Keempat, Presiden Susilo Bambang Yudhoyono sejak 2009 (sa­at membuka Temu Nasional) meminta Mohammad Nuh meng­ubah metodologi belajar mengajar. Pola yang sekarang, kata Pre­siden, tidak mendorong siswa kreatif dan inovatif sehingga sulit me­munculkan jiwa kewirausahaan anak didik.
”Saya minta Menteri Pendidikan Nasional mengubah me­to­dologi belajar mengajar yang ada selama ini. Sejak taman kanak-ka­nak hingga sekolah menengah jangan hanya gurunya yang ak­tif, tetapi harus mampu membuat siswanya juga aktif,” kata Pre­siden (Kompas, 30 Oktober 2009). Presiden seharusnya me­ng­audit kinerja menterinya apakah gagasan bagus dalam pidato di­kerjakan dengan benar atau hanya berlalu terbawa angin.
Perubahan Kesadaran
Metode pembelajaran melekat pada perilaku guru sehingga pem­baruan metode inheren dengan pengembangan aspek ke­manusiaan guru. Oleh sebab itu, pelatihan metode tak cukup de­ngan berceramah tentang pengetahuan dan teknik mengajar, te­tapi juga harus sekaligus melibatkan guru dalam proses dinamis per­ubahan kesadaran dan motivasi profesi. Perbaikan metode akan berpengaruh lebih cepat dan luas terhadap kualitas pen­didikan karena posisi dan peran strategis guru. Metode yang di­pergunakan dan sikap guru juga sangat menentukan ke­berhasilan penanaman nilai-nilai dan pembentukan pola pikir da­lam Pendidikan karakter.

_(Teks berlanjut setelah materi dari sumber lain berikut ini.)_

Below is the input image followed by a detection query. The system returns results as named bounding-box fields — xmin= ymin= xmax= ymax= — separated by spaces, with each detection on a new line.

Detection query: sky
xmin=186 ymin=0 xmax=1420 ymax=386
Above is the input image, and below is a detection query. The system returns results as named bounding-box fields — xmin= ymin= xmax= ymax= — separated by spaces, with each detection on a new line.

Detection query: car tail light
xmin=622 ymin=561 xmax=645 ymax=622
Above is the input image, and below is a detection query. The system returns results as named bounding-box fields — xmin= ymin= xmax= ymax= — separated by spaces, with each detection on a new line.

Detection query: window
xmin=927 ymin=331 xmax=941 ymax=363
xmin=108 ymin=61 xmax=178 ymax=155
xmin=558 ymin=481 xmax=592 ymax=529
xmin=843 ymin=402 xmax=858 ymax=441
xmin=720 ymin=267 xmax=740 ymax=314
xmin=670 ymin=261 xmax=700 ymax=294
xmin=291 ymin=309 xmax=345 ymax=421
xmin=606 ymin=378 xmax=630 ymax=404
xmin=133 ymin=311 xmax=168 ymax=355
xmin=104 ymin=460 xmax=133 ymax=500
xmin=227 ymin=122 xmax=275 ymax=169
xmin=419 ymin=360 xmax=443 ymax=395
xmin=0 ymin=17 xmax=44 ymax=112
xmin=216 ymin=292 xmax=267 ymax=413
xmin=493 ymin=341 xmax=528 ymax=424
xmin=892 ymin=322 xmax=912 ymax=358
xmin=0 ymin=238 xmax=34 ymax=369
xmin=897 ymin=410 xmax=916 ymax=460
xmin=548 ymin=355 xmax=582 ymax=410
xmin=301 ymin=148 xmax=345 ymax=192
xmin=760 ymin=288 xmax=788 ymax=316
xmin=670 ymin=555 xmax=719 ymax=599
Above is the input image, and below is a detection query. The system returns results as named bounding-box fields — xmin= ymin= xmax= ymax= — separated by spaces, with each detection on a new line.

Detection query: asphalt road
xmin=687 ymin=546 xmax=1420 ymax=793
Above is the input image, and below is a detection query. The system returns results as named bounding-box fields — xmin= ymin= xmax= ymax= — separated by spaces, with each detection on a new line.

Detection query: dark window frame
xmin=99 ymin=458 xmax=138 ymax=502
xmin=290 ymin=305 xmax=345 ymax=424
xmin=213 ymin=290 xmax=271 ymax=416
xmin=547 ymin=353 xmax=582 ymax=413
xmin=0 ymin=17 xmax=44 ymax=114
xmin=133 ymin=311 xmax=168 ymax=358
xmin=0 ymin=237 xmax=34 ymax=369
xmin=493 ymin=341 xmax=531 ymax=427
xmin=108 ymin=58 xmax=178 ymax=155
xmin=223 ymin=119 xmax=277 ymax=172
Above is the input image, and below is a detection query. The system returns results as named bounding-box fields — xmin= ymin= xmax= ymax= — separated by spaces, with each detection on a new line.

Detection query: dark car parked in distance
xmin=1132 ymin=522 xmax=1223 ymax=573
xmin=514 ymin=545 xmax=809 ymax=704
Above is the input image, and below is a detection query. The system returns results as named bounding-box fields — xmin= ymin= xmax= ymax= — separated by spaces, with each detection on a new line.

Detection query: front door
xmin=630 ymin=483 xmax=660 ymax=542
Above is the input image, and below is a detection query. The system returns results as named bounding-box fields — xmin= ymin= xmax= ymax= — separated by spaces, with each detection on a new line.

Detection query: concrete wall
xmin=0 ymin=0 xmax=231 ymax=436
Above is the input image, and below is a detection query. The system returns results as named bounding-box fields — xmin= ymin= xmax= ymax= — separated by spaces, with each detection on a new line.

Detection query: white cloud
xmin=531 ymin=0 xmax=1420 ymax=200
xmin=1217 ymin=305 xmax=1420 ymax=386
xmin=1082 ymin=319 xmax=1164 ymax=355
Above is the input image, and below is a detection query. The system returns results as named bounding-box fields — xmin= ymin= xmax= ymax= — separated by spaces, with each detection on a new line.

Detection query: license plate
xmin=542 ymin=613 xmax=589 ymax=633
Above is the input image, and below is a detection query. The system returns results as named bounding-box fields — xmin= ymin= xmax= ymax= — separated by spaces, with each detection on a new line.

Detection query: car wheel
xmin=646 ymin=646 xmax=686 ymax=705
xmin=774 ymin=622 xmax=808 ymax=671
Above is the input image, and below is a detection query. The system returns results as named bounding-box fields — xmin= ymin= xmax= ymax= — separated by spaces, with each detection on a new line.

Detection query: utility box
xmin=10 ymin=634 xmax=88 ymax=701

Namun, tak seperti kurikulum —yang 10 kali diubah— metode ku­rang dianggap/tak diketahui penting sehingga upaya pem­baruan hanya sekali sepanjang sejarah pendidikan kita, yakni ke­tika eksperimen Cara Belajar Siswa Aktif (CBSA) 1980-an yang tak berkesinambungan. Di samping itu, mengubah metode tak se­mudah mengembangkan kurikulum yang biasanya cukup menambah atau mengurangi jumlah mata pelajaran dan jam pelajaran.
Era profesionalisme guru sekarang ini seyogianya jadi momentum memperbarui ”praktik kelas” dengan prioritas pengembangan metode baru, bukan mengubah kurikulum yang sebenarnya tak urgen.